6.1   Formal complaints for defective quality or quantity may only be lodged against us within eight (8) days from receipt of the goods. This also applies if we ship the goods to another consignee at the customer’s instructions. Should the examination according to the pharmacopoeia or equal regulation take some time, the time limit for lodging a complaint for quality defects is deemed extended by the examination time needed. The right to complain shall lapse and any claims shall be excluded upon commencement of processing, repackaging or resale of the goods.

6.2   We assume no liability whatsoever for damage to, loss or deterioration of materials furnished to us. The customer or person handing over such materials to us for processing shall be responsible for obtaining the corresponding insurance coverage.

6.3  lf complaints are legitimate, we may optionally either replace the defective goods by non-defective goods or reprocess same. lf the material processed by us was supplied by the customer, we may optionally either process an equal quantity of new materials made available to us, or waive the claim for payment of our service in whole or in part.

6.4   All other and more far-reaching claims against us shall be excluded.

6.5   Warranty claims shall be excluded if a manufacturing specification was not sent to us in time or the defect results from such specification or the specification proves to be not feasible.

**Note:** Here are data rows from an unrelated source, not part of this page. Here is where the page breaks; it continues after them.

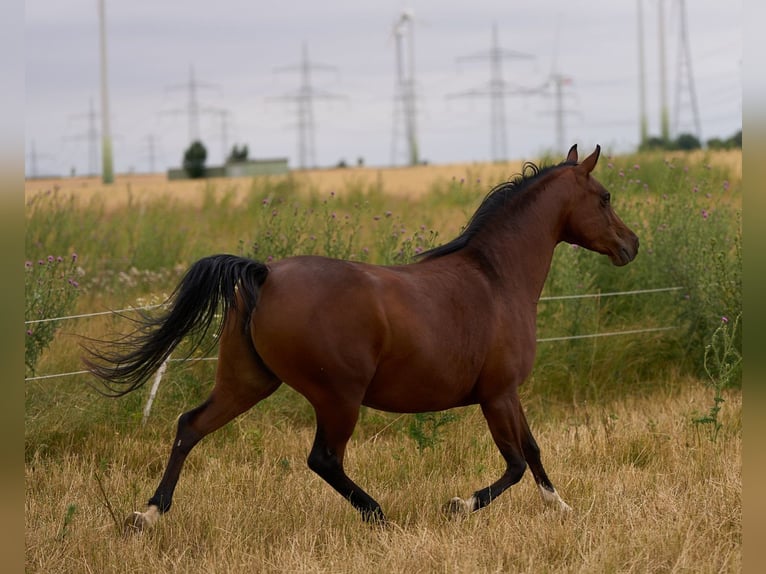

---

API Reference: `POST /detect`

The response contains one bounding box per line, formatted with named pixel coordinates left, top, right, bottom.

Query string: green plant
left=407, top=411, right=458, bottom=453
left=24, top=253, right=80, bottom=375
left=692, top=315, right=742, bottom=442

6.6     The warranty period shall be one year from the date of passing of the risk.

 

7. Retention of Title

7.1   Goods delivered by us shall remain our property until all claims we may
       have against the customer have been fully satisfied.

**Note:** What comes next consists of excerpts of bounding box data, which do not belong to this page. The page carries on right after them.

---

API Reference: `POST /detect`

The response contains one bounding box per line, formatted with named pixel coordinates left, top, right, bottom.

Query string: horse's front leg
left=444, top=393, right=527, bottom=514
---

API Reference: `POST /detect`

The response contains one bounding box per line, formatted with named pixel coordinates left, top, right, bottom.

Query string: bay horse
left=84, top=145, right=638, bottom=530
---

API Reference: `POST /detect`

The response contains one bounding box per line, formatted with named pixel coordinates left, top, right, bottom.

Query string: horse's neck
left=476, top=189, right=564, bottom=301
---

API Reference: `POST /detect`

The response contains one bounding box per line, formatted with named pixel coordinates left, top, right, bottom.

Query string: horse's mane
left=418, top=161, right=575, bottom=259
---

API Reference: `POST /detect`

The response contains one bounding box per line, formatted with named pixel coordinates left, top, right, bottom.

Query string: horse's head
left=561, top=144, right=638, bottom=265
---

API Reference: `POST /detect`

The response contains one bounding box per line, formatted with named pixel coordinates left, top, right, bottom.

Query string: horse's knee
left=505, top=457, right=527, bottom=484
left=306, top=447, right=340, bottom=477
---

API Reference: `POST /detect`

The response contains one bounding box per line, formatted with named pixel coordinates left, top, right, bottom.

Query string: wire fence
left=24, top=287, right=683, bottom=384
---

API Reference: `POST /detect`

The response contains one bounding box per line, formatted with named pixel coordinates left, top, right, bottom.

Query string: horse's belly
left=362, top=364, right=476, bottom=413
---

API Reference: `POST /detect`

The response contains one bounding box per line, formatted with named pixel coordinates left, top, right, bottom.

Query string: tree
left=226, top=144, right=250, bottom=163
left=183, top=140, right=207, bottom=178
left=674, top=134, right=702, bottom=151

7.2   In the case of commission orders, we will acquire the ownership in the raw materials supplied to us by the customer even if the goods produced by our processing are not new. lf combined or mixed with goods not being the seller's property, the seller will acquire co-ownership according to Sections 947,948 BGB (German Civil Code).

7.3   The customer shall not have the right to pledge raw materials stored on our premises or goods delivered to it, transfer ownership by way of security or encumber them otherwise by rights of third parties. lt shall only be entitled to resell the goods in the ordinary course of business. lt shall assign any debts resulting therefrom to us in advance and agree to notify the third-party debtors of such assignment if requested by us.

7.4  While the customer discharges the debts due to us at due date, it shall have the right to collect the assigned debts in trust. It shall pay over to us the collected sums in the amount due to us forthwith and hold them in safe custody separately until such time.

 

8. Place of Performance and Place of Jurisdiction

8.1   Place of performance shall be Feldkirchen-Westerham.

8.2   Place of jurisdiction for all disputes arising out of or in connection with a supply contract shall be Munich (Landgericht München II). This also applies to actions on dishonoured bills or cheques, regardless of any domicile provisions.

 

9. Applicable Law

Only German law shall apply. Application of the “Uniform Sales Laws” is expressly excluded.

10. Final Provision

Should any provision of these General Conditions be or become invalid or unenforceable in whole or in part, the remaining provisions shall be valid. In the place of an invalid provision, a valid provision is presumed to be agreed upon by the parties, which comes economically closest to the one actually agreed upon.